A JSON search query is the singular point-of-entry for using the EXSCLAIM! search and retrieval tools. Here we will query Nature journals to find figures related to HAADF-STEM images of gold nanoparticles. Limiting the results to the top 5 most relevant hits, the query might look something like:
{
"name": "nature-haadf-gold-NP",
"journal_family": "nature",
"maximum_scraped": 5,
"sortby": "relevant",
"query":
{
"search_field_1":
{
"term":"gold nanoparticle",
"synonyms":["Au nanoparticle","Au NP"]
},
"search_field_2":
{
"term":"HAADF-STEM",
"synonyms":["HAADF image"]
}
},
"results_dir": "extracted/nature-haadf-gold-NP/"
}
Saving the query avoids having to completely reformulate the structure with each new search and establishes provenance for the extraction results. Additional JSON search query examples can be found in test in the root directory.
With the query from above (nature-haadf-gold-NP.json
), we extract relevant figures and construct a dataset of annotated images by using a Pipeline
class to implement a JournalScraper
, CaptionSeparator
and FigureSeparator
interface (in this order).
from exsclaim.pipeline import Pipeline
from exsclaim.tool import *
# Set query path
query_path = "query/nature-haadf-gold-NP.json"
# Initialize EXSCLAIM! tool(s)
js = JournalScraper()
cs = CaptionSeparator()
fs = FigureSeparator()
# Define run order in a tools list
tools = [js,cs,fs]
# Initialize EXSCLAIM! pipeline
exsclaim_pipeline = Pipeline(query_path=query_path)

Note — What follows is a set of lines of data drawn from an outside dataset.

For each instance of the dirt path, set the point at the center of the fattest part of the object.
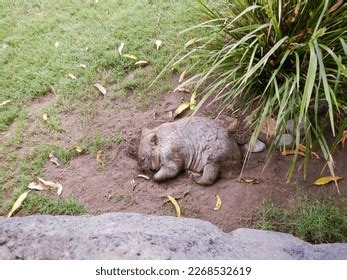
(116, 187)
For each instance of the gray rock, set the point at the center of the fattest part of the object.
(285, 140)
(135, 236)
(258, 148)
(290, 126)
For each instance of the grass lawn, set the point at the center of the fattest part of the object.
(62, 48)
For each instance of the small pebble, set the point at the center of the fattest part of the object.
(285, 140)
(258, 148)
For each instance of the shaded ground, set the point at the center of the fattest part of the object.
(116, 187)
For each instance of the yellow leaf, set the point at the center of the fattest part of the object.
(141, 62)
(143, 176)
(18, 203)
(45, 116)
(158, 44)
(101, 88)
(120, 48)
(37, 187)
(99, 155)
(182, 77)
(177, 207)
(190, 42)
(182, 108)
(131, 56)
(72, 76)
(218, 203)
(269, 127)
(192, 103)
(51, 184)
(325, 180)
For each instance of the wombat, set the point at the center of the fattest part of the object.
(196, 144)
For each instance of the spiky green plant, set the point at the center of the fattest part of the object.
(275, 58)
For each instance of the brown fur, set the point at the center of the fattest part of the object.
(197, 144)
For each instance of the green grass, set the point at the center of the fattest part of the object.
(33, 64)
(40, 204)
(311, 220)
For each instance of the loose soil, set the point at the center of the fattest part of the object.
(115, 186)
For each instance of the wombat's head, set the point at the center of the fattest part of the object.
(148, 158)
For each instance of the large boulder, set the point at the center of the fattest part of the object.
(135, 236)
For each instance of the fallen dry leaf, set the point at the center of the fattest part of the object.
(269, 127)
(327, 179)
(131, 56)
(336, 6)
(248, 181)
(183, 107)
(45, 116)
(72, 76)
(218, 203)
(182, 89)
(182, 77)
(99, 156)
(143, 176)
(18, 203)
(190, 42)
(292, 152)
(101, 88)
(52, 185)
(53, 159)
(5, 102)
(141, 62)
(177, 207)
(120, 48)
(192, 103)
(158, 44)
(37, 187)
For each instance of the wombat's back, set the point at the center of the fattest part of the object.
(200, 141)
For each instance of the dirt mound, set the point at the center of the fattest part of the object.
(116, 187)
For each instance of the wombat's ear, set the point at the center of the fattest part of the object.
(153, 139)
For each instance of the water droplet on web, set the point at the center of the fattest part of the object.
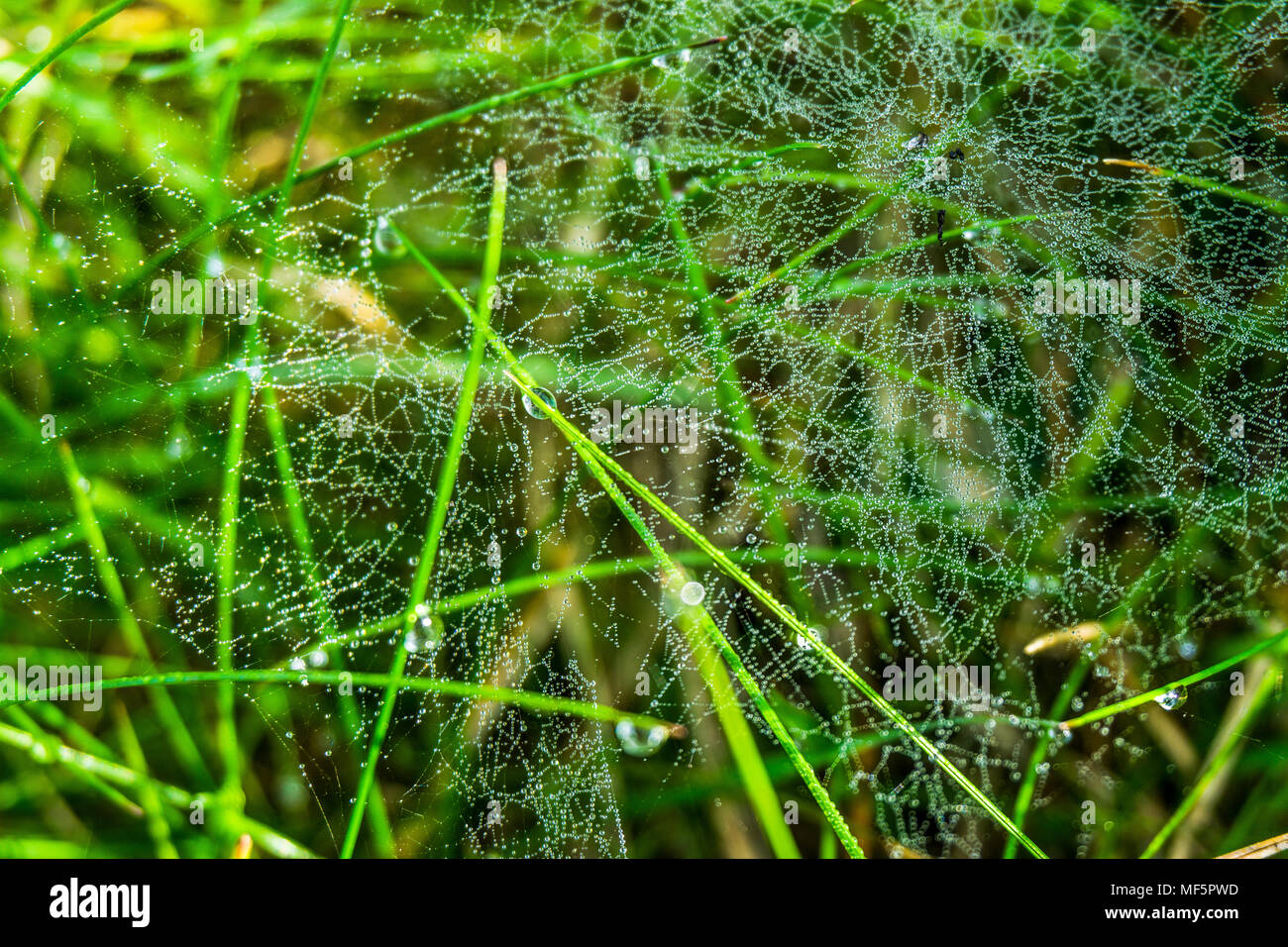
(694, 592)
(386, 241)
(531, 406)
(639, 741)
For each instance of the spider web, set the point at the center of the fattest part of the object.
(928, 458)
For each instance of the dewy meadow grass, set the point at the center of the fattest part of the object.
(732, 429)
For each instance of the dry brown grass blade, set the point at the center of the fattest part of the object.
(1260, 849)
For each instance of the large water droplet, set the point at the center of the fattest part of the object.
(694, 592)
(639, 742)
(531, 406)
(386, 241)
(426, 634)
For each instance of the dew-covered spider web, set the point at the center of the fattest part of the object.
(827, 240)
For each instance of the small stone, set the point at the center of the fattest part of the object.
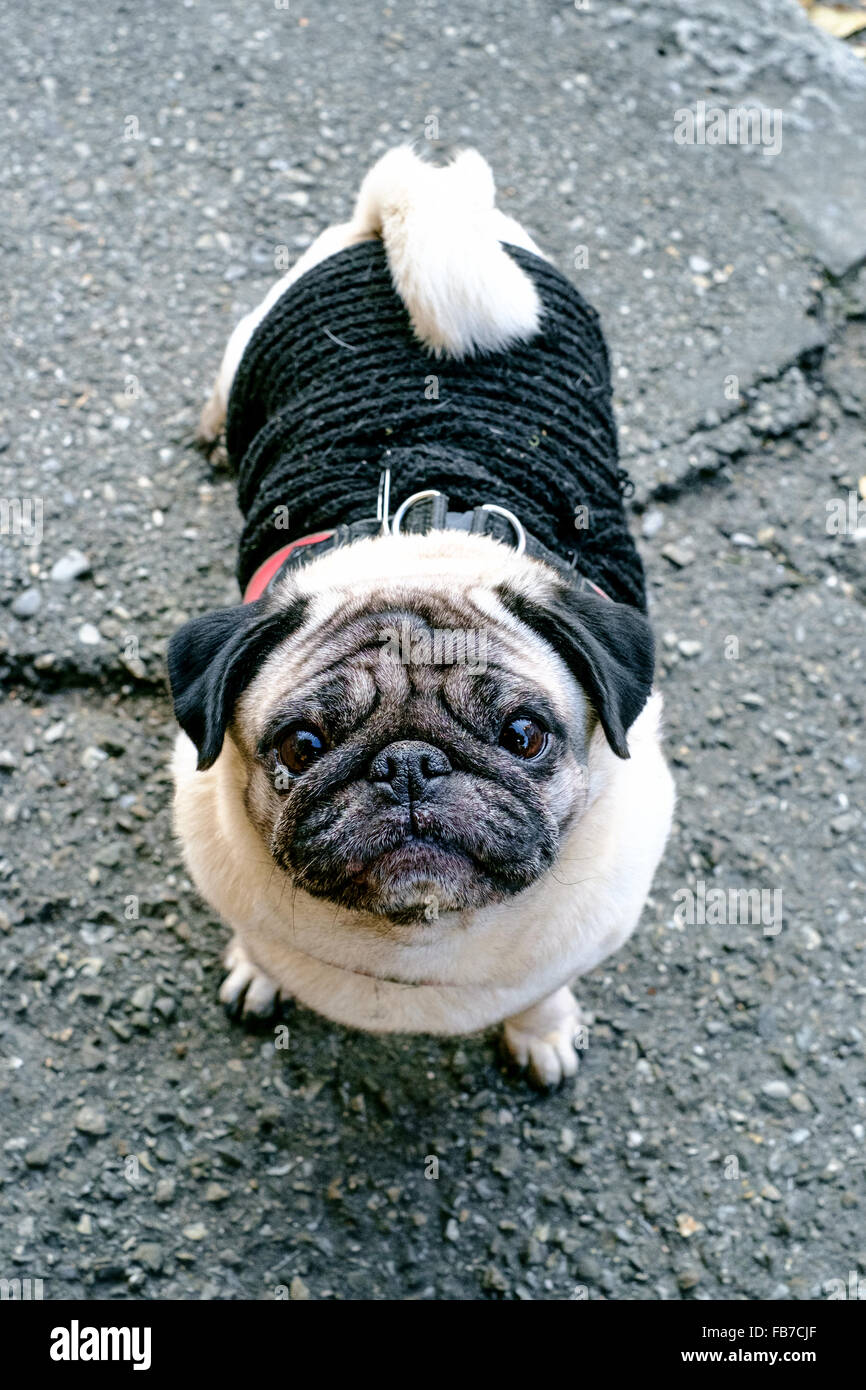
(27, 603)
(776, 1090)
(39, 1157)
(164, 1191)
(687, 1225)
(150, 1255)
(92, 756)
(89, 1121)
(143, 997)
(679, 555)
(70, 566)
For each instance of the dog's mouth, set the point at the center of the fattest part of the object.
(405, 873)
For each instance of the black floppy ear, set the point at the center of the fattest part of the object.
(608, 647)
(213, 659)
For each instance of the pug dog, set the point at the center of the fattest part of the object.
(419, 772)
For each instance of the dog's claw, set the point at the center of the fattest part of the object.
(246, 991)
(544, 1037)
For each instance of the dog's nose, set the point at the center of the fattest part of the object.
(407, 766)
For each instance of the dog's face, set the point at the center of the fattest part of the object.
(414, 748)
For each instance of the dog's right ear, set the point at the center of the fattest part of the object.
(213, 659)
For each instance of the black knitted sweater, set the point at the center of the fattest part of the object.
(334, 387)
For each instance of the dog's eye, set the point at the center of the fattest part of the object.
(300, 747)
(524, 737)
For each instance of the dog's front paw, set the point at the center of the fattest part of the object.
(246, 991)
(546, 1036)
(211, 421)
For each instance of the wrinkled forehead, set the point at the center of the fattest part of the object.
(402, 645)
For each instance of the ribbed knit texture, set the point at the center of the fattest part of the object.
(334, 387)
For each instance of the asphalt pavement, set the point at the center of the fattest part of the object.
(157, 160)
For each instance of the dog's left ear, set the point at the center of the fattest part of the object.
(608, 648)
(213, 659)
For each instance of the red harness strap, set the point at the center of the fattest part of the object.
(268, 567)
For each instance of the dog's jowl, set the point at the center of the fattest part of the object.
(420, 773)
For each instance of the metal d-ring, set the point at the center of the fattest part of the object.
(512, 520)
(403, 508)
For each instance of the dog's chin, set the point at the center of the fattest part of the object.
(414, 883)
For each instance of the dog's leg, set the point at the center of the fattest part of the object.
(544, 1037)
(328, 243)
(246, 991)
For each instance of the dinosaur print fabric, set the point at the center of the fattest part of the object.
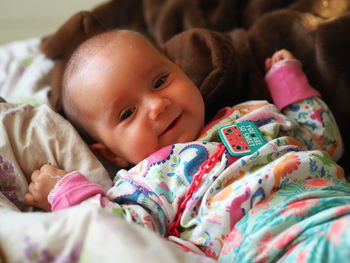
(220, 217)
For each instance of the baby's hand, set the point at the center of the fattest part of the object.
(276, 57)
(43, 181)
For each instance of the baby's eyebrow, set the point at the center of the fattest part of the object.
(113, 109)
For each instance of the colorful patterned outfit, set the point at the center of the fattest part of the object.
(278, 202)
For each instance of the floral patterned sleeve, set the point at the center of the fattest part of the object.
(316, 126)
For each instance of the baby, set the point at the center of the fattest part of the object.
(253, 173)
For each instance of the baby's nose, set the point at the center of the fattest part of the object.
(156, 106)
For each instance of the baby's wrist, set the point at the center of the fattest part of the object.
(59, 184)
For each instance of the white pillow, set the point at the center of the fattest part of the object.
(25, 72)
(33, 136)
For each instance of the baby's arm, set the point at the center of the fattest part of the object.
(292, 94)
(53, 189)
(42, 182)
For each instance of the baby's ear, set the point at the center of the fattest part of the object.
(103, 151)
(178, 63)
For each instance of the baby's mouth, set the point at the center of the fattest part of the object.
(171, 125)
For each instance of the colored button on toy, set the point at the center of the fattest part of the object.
(241, 138)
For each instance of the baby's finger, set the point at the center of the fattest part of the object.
(35, 175)
(31, 188)
(268, 64)
(29, 199)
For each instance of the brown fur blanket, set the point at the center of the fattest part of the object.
(222, 44)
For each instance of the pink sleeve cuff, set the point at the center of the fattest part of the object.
(72, 189)
(288, 84)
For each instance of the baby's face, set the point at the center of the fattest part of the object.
(138, 101)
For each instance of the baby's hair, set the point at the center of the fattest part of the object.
(81, 55)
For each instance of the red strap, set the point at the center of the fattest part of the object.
(173, 229)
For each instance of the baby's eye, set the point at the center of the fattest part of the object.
(126, 114)
(160, 82)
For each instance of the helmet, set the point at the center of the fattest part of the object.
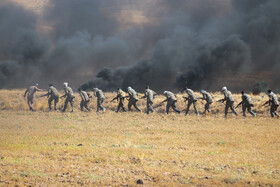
(224, 88)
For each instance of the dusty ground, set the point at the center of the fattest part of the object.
(85, 148)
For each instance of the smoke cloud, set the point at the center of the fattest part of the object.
(168, 45)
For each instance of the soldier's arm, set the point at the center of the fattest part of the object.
(25, 92)
(239, 104)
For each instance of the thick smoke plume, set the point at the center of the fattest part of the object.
(202, 44)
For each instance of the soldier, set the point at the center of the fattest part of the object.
(31, 95)
(171, 101)
(229, 101)
(273, 102)
(100, 98)
(120, 97)
(191, 100)
(69, 97)
(84, 99)
(149, 94)
(133, 99)
(209, 100)
(52, 95)
(246, 104)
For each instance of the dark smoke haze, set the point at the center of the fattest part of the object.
(202, 44)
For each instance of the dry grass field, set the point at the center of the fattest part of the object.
(45, 148)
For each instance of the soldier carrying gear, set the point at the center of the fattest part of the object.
(69, 97)
(120, 97)
(132, 99)
(229, 101)
(31, 95)
(246, 104)
(149, 94)
(171, 101)
(100, 98)
(209, 100)
(84, 99)
(52, 95)
(191, 100)
(273, 102)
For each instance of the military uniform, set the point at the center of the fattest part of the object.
(69, 98)
(133, 99)
(85, 100)
(246, 105)
(120, 97)
(171, 101)
(274, 103)
(149, 94)
(100, 99)
(31, 95)
(209, 100)
(229, 102)
(191, 101)
(53, 96)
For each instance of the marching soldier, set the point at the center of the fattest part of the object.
(149, 94)
(100, 98)
(31, 95)
(229, 101)
(132, 99)
(84, 99)
(52, 95)
(171, 101)
(69, 97)
(246, 104)
(191, 100)
(273, 102)
(209, 100)
(120, 97)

# Run the tools through the pipeline
exsclaim_pipeline.run(tools)
# Save image and label (.csv) results to file
exsclaim_pipeline.to_file()
Calling to_file()
saves extracted images into folders created for each figure, and prints a ‘labels.csv’ which includes entries for each image and its respective annotation. For a more concise record of the search results, an ‘exsclaim.json’ is also created, which records urls for the extracted figures, as well as bounding box information, and the associated caption text for each detected image.